3. Limitations and New Benchmarks
The technology still has notable limitations: fMRI is extremely sensitive to movement and requires subjects to comply with the task: decoding is easily resisted by slightly moving one’s head or thinking about unrelated information. Therefore, we need not worry about having out thoughts read out in the near future.
MindEye2’s AI backed approach outperforms previous models in various evaluation metrics such as pixel-wise correlation, structural similarity and retrieval accuracy. Its reconstructions are astonishingly refined by capturing both perceptual and semantic features, setting new benchmarks in fMRI-to-image decoding.
III. Conclusion
MindEye2 represents a significant advancement in neural decoding technology where seeks to accurately reconstruct visual perception from brain activity alone. By leveraging advanced AI models, it provides a practical solution for high-fidelity visual reconstruction from limited fMRI data.
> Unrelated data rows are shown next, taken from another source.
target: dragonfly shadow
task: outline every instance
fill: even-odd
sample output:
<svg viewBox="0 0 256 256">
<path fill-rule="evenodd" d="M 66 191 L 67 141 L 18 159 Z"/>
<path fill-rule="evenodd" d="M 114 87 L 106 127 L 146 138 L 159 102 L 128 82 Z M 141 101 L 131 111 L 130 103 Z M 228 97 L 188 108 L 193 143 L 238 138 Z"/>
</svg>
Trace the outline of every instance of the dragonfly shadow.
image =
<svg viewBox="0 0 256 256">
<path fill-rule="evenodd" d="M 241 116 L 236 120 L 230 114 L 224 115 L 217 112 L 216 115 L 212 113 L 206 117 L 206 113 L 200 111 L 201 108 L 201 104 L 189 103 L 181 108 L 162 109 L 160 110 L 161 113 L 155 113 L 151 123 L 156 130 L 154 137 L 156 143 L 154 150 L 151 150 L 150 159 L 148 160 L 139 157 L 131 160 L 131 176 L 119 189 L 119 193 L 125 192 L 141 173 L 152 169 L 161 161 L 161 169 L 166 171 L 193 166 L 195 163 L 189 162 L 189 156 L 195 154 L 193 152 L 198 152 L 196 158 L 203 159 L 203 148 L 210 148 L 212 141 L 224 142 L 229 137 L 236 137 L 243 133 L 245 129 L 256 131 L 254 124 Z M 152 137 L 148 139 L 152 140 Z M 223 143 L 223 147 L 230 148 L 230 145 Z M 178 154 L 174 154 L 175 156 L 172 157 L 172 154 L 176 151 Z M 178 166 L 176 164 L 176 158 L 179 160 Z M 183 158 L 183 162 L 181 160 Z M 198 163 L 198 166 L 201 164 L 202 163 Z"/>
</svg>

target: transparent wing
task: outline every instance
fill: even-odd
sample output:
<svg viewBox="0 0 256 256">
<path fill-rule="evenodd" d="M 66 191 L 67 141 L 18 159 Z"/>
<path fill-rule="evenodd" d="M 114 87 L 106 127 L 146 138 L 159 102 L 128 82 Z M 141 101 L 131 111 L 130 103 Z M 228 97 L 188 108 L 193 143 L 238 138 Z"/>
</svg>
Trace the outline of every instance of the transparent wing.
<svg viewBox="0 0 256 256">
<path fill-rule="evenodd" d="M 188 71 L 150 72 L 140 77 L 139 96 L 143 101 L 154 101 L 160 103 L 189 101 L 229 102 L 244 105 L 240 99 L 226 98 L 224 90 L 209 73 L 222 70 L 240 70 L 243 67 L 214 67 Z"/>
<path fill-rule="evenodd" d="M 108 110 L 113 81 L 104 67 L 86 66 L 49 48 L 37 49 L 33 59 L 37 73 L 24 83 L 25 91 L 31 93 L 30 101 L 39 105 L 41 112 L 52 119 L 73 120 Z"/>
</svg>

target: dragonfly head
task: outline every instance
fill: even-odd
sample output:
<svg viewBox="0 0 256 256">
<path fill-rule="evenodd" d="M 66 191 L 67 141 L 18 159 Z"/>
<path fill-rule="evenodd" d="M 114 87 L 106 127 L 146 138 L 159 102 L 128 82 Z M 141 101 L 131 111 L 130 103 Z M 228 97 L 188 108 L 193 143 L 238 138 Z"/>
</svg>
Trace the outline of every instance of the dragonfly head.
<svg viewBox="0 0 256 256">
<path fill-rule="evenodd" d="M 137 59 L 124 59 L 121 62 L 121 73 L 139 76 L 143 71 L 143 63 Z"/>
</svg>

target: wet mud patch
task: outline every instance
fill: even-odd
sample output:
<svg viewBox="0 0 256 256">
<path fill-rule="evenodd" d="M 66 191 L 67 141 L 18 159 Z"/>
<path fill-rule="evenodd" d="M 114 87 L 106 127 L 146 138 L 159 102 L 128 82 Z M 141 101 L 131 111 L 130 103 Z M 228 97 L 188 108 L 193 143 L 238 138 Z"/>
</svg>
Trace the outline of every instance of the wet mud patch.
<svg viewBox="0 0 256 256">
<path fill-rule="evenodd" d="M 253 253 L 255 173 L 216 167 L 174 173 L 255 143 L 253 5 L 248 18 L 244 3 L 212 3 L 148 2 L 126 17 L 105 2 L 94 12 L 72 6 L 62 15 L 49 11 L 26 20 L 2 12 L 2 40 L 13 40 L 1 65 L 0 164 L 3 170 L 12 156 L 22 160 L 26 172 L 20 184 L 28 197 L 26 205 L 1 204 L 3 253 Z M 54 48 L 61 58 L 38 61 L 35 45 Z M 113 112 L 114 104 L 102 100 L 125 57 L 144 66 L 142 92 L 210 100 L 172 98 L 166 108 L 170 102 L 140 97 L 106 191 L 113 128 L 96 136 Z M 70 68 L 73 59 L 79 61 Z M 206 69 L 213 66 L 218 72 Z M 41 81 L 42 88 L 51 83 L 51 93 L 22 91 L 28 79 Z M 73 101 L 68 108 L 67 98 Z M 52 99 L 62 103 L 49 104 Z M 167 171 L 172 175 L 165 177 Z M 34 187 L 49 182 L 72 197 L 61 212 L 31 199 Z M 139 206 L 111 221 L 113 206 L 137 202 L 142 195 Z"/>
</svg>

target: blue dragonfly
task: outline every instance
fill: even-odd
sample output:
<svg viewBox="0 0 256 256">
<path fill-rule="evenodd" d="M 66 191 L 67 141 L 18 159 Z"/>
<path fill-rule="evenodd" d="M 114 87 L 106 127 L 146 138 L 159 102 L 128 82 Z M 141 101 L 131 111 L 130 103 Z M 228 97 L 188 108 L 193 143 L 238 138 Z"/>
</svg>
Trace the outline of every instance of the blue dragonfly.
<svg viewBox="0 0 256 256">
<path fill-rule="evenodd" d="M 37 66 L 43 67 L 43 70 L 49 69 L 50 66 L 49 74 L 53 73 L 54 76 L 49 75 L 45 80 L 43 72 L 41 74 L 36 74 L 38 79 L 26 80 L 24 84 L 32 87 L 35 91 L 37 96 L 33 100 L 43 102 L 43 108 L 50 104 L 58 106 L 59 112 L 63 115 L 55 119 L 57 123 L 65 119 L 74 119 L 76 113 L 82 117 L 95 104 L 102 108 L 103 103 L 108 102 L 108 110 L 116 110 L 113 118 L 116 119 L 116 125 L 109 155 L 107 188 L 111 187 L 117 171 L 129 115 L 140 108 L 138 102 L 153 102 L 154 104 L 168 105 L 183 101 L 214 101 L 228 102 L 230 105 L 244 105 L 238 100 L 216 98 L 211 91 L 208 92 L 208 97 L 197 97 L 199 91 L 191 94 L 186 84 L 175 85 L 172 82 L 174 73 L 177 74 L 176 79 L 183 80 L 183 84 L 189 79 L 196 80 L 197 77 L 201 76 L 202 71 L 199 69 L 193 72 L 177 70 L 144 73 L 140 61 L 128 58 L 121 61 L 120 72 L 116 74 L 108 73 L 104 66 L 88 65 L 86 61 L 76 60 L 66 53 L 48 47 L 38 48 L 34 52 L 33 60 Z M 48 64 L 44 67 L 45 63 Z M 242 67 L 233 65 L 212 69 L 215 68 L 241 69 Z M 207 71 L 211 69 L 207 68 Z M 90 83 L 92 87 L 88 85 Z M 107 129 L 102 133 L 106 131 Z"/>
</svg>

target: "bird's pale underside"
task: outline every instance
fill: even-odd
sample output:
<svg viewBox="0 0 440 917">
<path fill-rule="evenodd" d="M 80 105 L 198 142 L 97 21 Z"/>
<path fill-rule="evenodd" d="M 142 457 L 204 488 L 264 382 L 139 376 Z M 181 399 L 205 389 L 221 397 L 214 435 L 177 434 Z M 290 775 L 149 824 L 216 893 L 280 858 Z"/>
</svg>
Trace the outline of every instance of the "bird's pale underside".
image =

This breakthrough opens up new possibilities for clinical applications and brain-computer interfaces, where accurate and efficient decoding of brain activity is essential.
Note 1: Adjacent to this topic is the issue whether we are actually looking at the brain in the right way. Neuroscience is mostly the concerned with neurons and trying to explain brain activity by looking at the electricity patterns that are passed through them. I wouldn’t claim to know more about this than the people who spend their careers doing nothing else. However, one thought that I recently came across and feel it’s at the very least creative and worth exploring more is, what if we have misinterpret the role of the neuron or underappreciate the relevance of other brain tissue in out attempt to understand how the brain works? A decent, maybe not perfect analogy, here is the following: Imagine aliens had tried to understand humanity and human societies in the late 1800s or early 1900s by looking - almost - exclusively, at the messages passed around via the telegraph, would it have allowed them to build an accurate image of how society works? Maybe the focus on neurons leaves us with myopia missing the bigger picture.
Note 2: If you are curious about BCI, Lex Fridman just published an 8.5 hour conversation with Elon Musk and a number of Neuralink scientists. I haven’t listened to all of it yet, but its technical and detailed and all kinds of fascinating.